Random Data image

Benfords Law and Energy Data: A Mathematical Aside

Liam Relihan News & Updates

Here is what Wikipedia has to say about Benfords Law:

Benford’s law, also called the First-Digit Law, refers to the frequency distribution of digits in many (but not all) real-life sources of data. In this distribution, 1 occurs as the leading digit about 30% of the time, while larger digits occur in that position less frequently: 9 as the first digit less than 5% of the time. Benford’s law also concerns the expected distribution for digits beyond the first, which approach a uniform distribution.

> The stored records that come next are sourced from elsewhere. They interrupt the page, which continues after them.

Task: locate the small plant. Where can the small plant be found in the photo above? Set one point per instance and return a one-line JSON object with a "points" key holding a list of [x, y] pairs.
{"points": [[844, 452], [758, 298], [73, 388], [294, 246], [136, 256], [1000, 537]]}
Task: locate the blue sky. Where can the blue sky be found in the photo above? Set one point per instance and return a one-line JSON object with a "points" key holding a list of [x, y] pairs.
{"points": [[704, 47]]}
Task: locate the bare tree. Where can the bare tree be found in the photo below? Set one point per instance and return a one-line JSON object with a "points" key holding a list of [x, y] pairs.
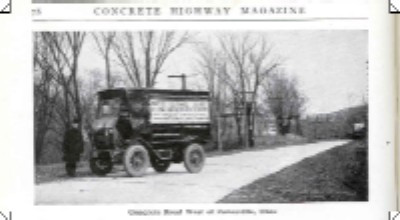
{"points": [[65, 48], [104, 42], [56, 59], [285, 102], [143, 54], [46, 93], [241, 63]]}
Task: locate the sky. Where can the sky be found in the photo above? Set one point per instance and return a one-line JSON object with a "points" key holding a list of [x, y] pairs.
{"points": [[329, 65]]}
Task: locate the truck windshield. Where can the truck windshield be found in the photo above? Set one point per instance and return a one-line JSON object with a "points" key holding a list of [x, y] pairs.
{"points": [[109, 107]]}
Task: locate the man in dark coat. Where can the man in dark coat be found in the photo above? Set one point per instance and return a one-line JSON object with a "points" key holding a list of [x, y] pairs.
{"points": [[72, 147]]}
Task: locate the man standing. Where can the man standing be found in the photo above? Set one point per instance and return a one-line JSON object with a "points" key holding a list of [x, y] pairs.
{"points": [[72, 147]]}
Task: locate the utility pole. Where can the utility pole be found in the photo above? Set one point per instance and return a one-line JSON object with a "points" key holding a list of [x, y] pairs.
{"points": [[183, 78]]}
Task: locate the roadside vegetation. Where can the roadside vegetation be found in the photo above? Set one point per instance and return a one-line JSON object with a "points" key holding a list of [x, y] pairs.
{"points": [[340, 174]]}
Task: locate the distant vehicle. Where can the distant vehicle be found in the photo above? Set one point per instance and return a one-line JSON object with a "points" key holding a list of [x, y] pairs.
{"points": [[359, 130], [142, 127]]}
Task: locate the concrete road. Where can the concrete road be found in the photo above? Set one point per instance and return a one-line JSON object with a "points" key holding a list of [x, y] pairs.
{"points": [[220, 176]]}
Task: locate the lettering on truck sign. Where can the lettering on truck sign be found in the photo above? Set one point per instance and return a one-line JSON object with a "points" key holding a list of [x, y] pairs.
{"points": [[179, 112]]}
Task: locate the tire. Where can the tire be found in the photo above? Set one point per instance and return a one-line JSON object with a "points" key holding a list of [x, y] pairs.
{"points": [[160, 165], [194, 158], [136, 160], [101, 166]]}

It has been shown that this result applies to a wide variety of data sets, including electricity bills, street addresses, stock prices, population numbers, death rates, lengths of rivers, physical and mathematical constants,[1] and processes described by power laws (which are very common in nature). It tends to be most accurate when values are distributed across multiple orders of magnitude.

So, does it apply to energy data? Well I ran a little SQL query on 150 million records of 15-minute energy data I had lying around. Here is the distribution of the digits:

“1” 49647887
“2” 27419091
“3” 18099660
“4” 14904116
“5” 13496329
“6” 10929017
“7” 9671925
“8” 7708455
“9” 6564295

and here is the distribution chart:

Benfords Law chart

The vast majority of the data analysed are electricity usage data measured in watt hours. However, there are also gas and water usage data in there also. I left out negative numbers for simplicity (negative numbers can legitimately occur when energy is being produced, i.e. exported).

So yes! Benfords law is alive and well in 15 minute energy data. But why does that matter? In the case of our energy data, it demonstrates its veracity and the effectiveness of our data acquisition and data management on a large scale….and its just kind of interesting.